Tuesday, July 31, 2012

真的一年了。

不大喜欢离开家前房间空空的感觉
这种感觉太寂寞
把所有喜欢的东西都挤进背包里
留下来的却是一种孤独
更害怕在机场的道别
然后一个人在飞机上掉泪
这种事情太不陌生

说不上何时会回来
此时,不好受。

Sunday, July 29, 2012

我爱美禄

难得大半夜停电,干脆坐在窗前享受黑夜与宁静
习惯收集入场券,音乐会门票,或是一切有纪念价值的有的没的
难得拿出来回味,看着都会开心地笑
戴起耳机,整个世界就属于我
那些渐渐忘掉的记忆和失去的信心回来了
还有朋友鼓励的卡片
叫我每天都要开心
对咯,过去的让它过去 
我很珍惜,简单却最有意义

原来我很幸福。
整个世界都安静了,哈,停电真好。

Thursday, July 26, 2012

everybody has a summer holiday

and here is mine :)
ate some books this summer
get a volunteer tag for georgetown festival
phhhailed to get an organiser tag again this year lol 
   
tune into youtube, plug in headset
and learn how to pick the strings

guitar sounds amazingly calming all the time
when you need it, it always does.


the half-way pageant thing LOL!!!
quit before the grand final after much consideration
did it like a boss HAH
a spontaneous jungle trekking
with hungry stomach growling all the way
grateful that we're blessed with wide peace scenery, after 1hour+ trekking
without choosing the boat, we chose our foot as way going back
it rained,
we're waiting helplessly in the mid of jungle.
proud that we're still able to laugh at our achievement, even though get all wet in the end

cari makan by bikes
long cycling way along penang coastal
bright sunny morning, busy streets, got honked by carss
thanks to our adventurousness, we get tanned and get wet
as it rained, again
well, soul fulled, stomach fulled
things to do: cycle around penang, ticked!
watching life in kopitiam
simple pleasure
grabbed some syphonised coffee
hidden gem on the isle with friendly owner 
meaningful evening spent very relaxedly, listened to stories
I'm charged and ready to go again, as an explorer

new semester awaiting,
I will be walking down a different way, taking different routes than most
that I understand it won't ever be easy
still, keen to find out what awaits and where will it leads me to
a new phase with real world real competition

well,
resilience without regret.

老了会骄傲的事.

So, I always have so much fun reviewing all the following photos
 the experiences and reminiscenes cross my mind all the time
The extraordinary activities,
something that remind me to keep going and take charge in everypart of life

lets start with the very first one
parajump in sentosa, five storeys in height
pioneer that kicks off the followings
GMax in clarke quay, singaville
reverse bungy
reaches 60m in the air, speed up to 200km/h 
well, we're just keep laughing up there in the air
also, not forgetting to check in at sky lol

drained jetski in penang (LOL!)
I'm not a water baby, can't swim
so just floated, wanted to cry and waiting for the rescue
one day co-pilot in KL
dream of handling an airplane, fulfilled!

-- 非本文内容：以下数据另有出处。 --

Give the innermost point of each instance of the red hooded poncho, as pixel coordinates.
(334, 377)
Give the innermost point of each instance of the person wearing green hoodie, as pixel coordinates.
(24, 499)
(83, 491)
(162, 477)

controlled this Cessna150 up to 1000 feet in the air
an simple manual aircraft
I was excited but also scared, seriously 
can't find the airport to land in the air really makes my nerves stood


skywalk at Macau tower
walking on top of a tower of 233 metres high while doing stunt lol
the world's highest bungee jumping happens at the same place
and and I can see China and the whole Macau up there :)

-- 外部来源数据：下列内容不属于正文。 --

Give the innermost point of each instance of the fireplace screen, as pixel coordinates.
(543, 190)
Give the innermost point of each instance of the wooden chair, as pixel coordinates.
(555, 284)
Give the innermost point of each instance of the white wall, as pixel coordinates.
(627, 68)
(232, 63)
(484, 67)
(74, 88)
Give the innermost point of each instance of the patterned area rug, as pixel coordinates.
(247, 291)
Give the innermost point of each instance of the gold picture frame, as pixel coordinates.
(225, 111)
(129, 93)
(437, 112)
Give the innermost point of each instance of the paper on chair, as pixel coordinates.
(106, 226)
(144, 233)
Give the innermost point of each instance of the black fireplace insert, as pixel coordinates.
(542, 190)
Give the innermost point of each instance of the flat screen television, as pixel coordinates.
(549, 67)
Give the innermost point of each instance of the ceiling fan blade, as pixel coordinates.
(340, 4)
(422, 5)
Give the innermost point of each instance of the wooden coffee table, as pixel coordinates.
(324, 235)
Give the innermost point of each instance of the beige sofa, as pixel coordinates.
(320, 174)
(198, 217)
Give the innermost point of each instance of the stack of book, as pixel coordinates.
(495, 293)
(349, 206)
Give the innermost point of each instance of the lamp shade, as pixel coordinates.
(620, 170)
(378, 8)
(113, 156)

GX5 extreme swing in singaville
expect the unexpected!
free fall from 50m in the air
I am so soooo afraid of free fall honestly
goosebumps everytime watching the video, everytime

caught our relieved smile hah!
parasailing at penang
screamed like nobody and fell onto the sand
dragged by boat on the beach, eating sand LOL

well, there're much more things in life that makes me happy
or proud at who I am
the rush of adrenaline did makes me scared sometimes
but to conquer the fear is something, encouraging I would say

slowly gaining pieces and pieces of life puzzles
as every experiences is amazingly unique
and there's one saying that you will think differently when you've done one
like when there's bottleneck in things, what's in priority list, what's matter the most
I can't assure the validity of this statement but I'm not regretting on any, at all

much more things to be done
much more things to be learnt
much more things to be experienced
in any, every aspect of life 
well, I am just a beginner in life
but I am definitely keen to find out what awaits me in my near tomorrows :)

Monday, July 2, 2012

慢慢阅读,慢慢咀嚼,好吗

最近开始有时间关心身边的细节
路上的路人,金头发的背包客,咖啡店的阿伯等等
从前就有的重感情,最近开始有新的领悟
常常听到亲戚说起谁谁常常往谁谁的家里跑
为的是找一个聊天的伴, 打发的是放工后空房子里一个人的寂静
看到坐在咖啡店的阿伯,点了一人份的煮炒,圆桌上一个人的晚餐
看起来是那里的熟客,熟悉了自己一个人的熟客
还有那个推着老脚车, 站在围墙前静静看海的老人
我很好奇他那时在思维着什么,或许是一些过去的往事回忆
另一边是两个金头发的背包客,互相有个伴,轻轻地牵着手走看分享每个角落的新奇
我被这一幕幕牵动着,心理上的涟漪不断发起

到底要多少努力才能够找得到那个能够分享的伴,
那个可以放工后想回家看到的人,那个可以每天陪你吃晚餐分享一整天的兴奋或不满的人,
那个可以陪你一起静静看海回忆当年的人,那个可以和你一起有时间就到陌生的国度体验的人
我说的是二十年三十年后,中年以后,甚至退休以后
或许不该说是“努力”,应该可以说是珍惜
只是这些不起眼的生活小细节,对一些阿伯来说是多么奢侈,真的

人说,想要得到,就要思考你该放弃的
想要家庭的安稳,幸福的过每一天?
挣扎于过于极端的金钱机会成就与完全相反的时间亲情温暖状况之间
牺牲?
成功的定义到底是什么,对个人而言,不是普遍大众的定义
或许这样吧,当一个人达到所谓的成就成功后, 是否会有个可以与他分享喜悦的人
若不,值得?
朋友也会各自有自己的生活,自己的家,
孩子长大后也会有自己的世界,现实
所以到头来,自己的伴还是最真实吧
‘另一半’真的就是这样吧
灵魂的伴侣

也不是说放弃所有只为亲情
只是平衡点很重要,对就是这个词
“平衡”
多些关心,陪伴 ,体谅,分享,了解
更重要的应该就是感恩和珍惜
心灵上的满足,心灵上的幸福和充实
应该远远胜于物质上太多太多的占有吧
因为真的不会有谁说的准明天会发生什么

也没什么,每个人都有自己的故事
只是最近这种想法一直不断地在反复反复着
至少我知道的,
我很幸福,我的家人很幸福。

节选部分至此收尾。